Dear Bossip I have a problem that I can’t talk to anyone close to me about. I’ve been sleeping with my cousin’s husband for 9 months and I don’t know what to do. I know that I’m wrong and deceitful and will probably go to hell for it but I want this to stop now. In the beginning I thought I was justified because she does treat him like sh*t and talk to him like a child. I thought I was showing him how he should be loved. I have some very nasty ways about me and I’m working hard to fix them. I’ve been going to church and I know it sounds corny but I’ve been saved and when I finally gave my life to Jesus I cried and I cried fro days because I’ve been living a lie for so long. I will be honest I did sleep with him twice since my salvation but I can’t do this anymore. I don’t know how to stop it because he’s always calling me and texting and if he can’t reach me he’ll just show up to my house!!! I want this to stop and it will stop but how do I live with this secret because I refuse to break up a happy home. I’m in desperate need of advice! Please help!
Good day to you, sis! Thank you for writing in and sharing your story. You’ve got a very triangular situation going down and one party (your cousin), obviously, has no idea that you’ve been sleeping with her husband. Thankfully, through the help of your fellowship and God, you’ve come to realize the errors in your ways and you want to correct them. However, once you get right with the Man above, please know that the work has just begun! Temptation will become greater and you will be met with many challenges making it more difficult to stay on a righteous path. Sooo, when it comes to you sexing up your cousin’s husband, tell him “NO,” for starters, followed by “I won’t be seeing you anymore.” If he shows up to your house, don’t answer! Change your number. After so many attempts he’s sure to get the point and move on. If you truly want this to stop, it will.
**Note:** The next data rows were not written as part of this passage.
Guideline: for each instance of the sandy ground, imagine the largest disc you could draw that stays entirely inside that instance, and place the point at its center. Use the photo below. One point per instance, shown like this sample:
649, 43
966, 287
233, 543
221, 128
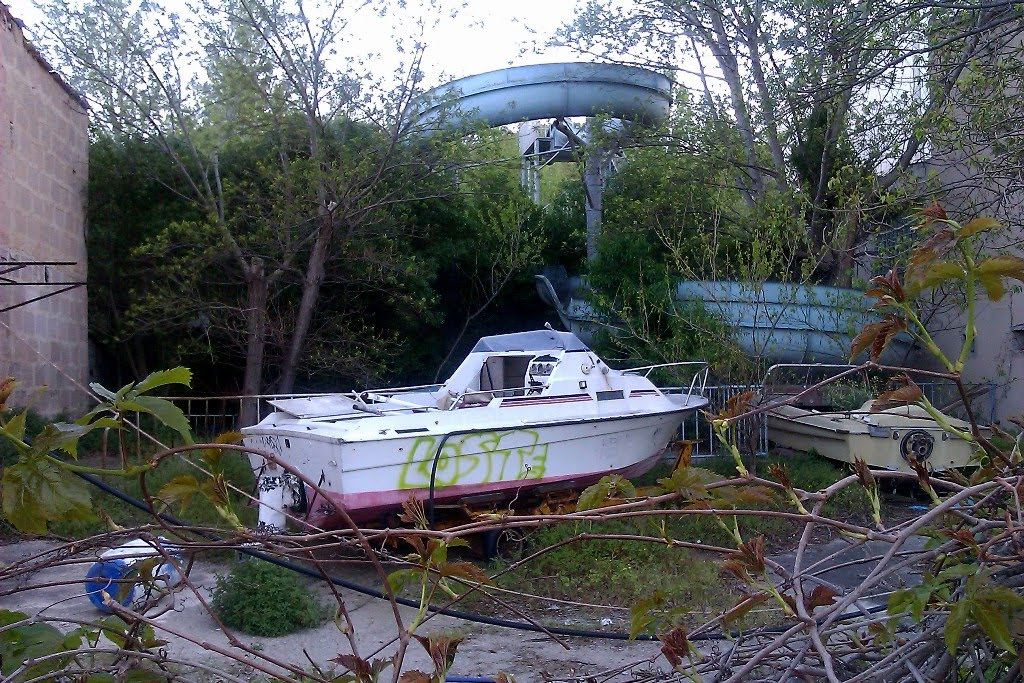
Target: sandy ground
486, 650
57, 592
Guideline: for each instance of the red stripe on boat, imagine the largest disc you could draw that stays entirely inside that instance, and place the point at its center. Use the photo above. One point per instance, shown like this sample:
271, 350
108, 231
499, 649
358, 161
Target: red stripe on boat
571, 398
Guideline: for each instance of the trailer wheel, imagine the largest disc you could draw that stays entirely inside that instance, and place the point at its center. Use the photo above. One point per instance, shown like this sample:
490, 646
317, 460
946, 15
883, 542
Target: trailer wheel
505, 544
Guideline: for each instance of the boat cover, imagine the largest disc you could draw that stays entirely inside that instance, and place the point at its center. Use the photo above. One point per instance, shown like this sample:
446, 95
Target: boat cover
538, 340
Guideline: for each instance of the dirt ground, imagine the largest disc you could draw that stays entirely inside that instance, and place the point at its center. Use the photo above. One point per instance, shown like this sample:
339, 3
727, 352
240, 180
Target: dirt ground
57, 592
486, 650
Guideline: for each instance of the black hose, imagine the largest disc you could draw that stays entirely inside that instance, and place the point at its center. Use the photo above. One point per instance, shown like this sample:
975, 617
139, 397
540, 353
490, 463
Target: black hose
448, 611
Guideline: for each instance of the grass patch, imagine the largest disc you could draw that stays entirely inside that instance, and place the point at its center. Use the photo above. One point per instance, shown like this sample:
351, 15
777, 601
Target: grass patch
621, 571
264, 599
617, 571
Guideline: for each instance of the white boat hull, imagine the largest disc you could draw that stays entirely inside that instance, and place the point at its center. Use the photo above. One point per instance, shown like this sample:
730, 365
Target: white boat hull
883, 439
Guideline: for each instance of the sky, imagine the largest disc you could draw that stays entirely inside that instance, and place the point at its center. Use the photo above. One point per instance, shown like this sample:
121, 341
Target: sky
483, 36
As you venture deeper into your spiritual quest, you will learn that everything that is done in the dark will come to light, it’s inevitable truth! So, the fact that you’re willing to cleanse yourself, your spirit and your ways but continue to keep your affair with your cousin’s husband a secret is counterproductive, no? But again, there’s the power of choice that we have as individuals, it’s beautiful and beastly all at the same time. So you should choose to never sleep with him again. Choose not to participate in sneaking around and sleeping with a married man. Make better life decisions! Make the decision and stand by it because, from what you’ve written, it seems you’ve got a weakness for this man – your cousin’s husband.
There is no easy way to part from these types of situations because someone always ends up getting hurt and in some cases, unfortunately, families are torn apart. These are the results poor decision making and so many people suffer when you act out of lust and selfishness. We all fall prey to those thoughts and desires and as hard as it may be to resist indulging, more than likely it’s the most responsible thing to do. Ma, things will unfold in time but right now you should stay in prayer, leave that man alone and work on you! But you must stop doing what you’re doing. You’d be surprised how well the word “no” works. Just say no, ma! Just say no.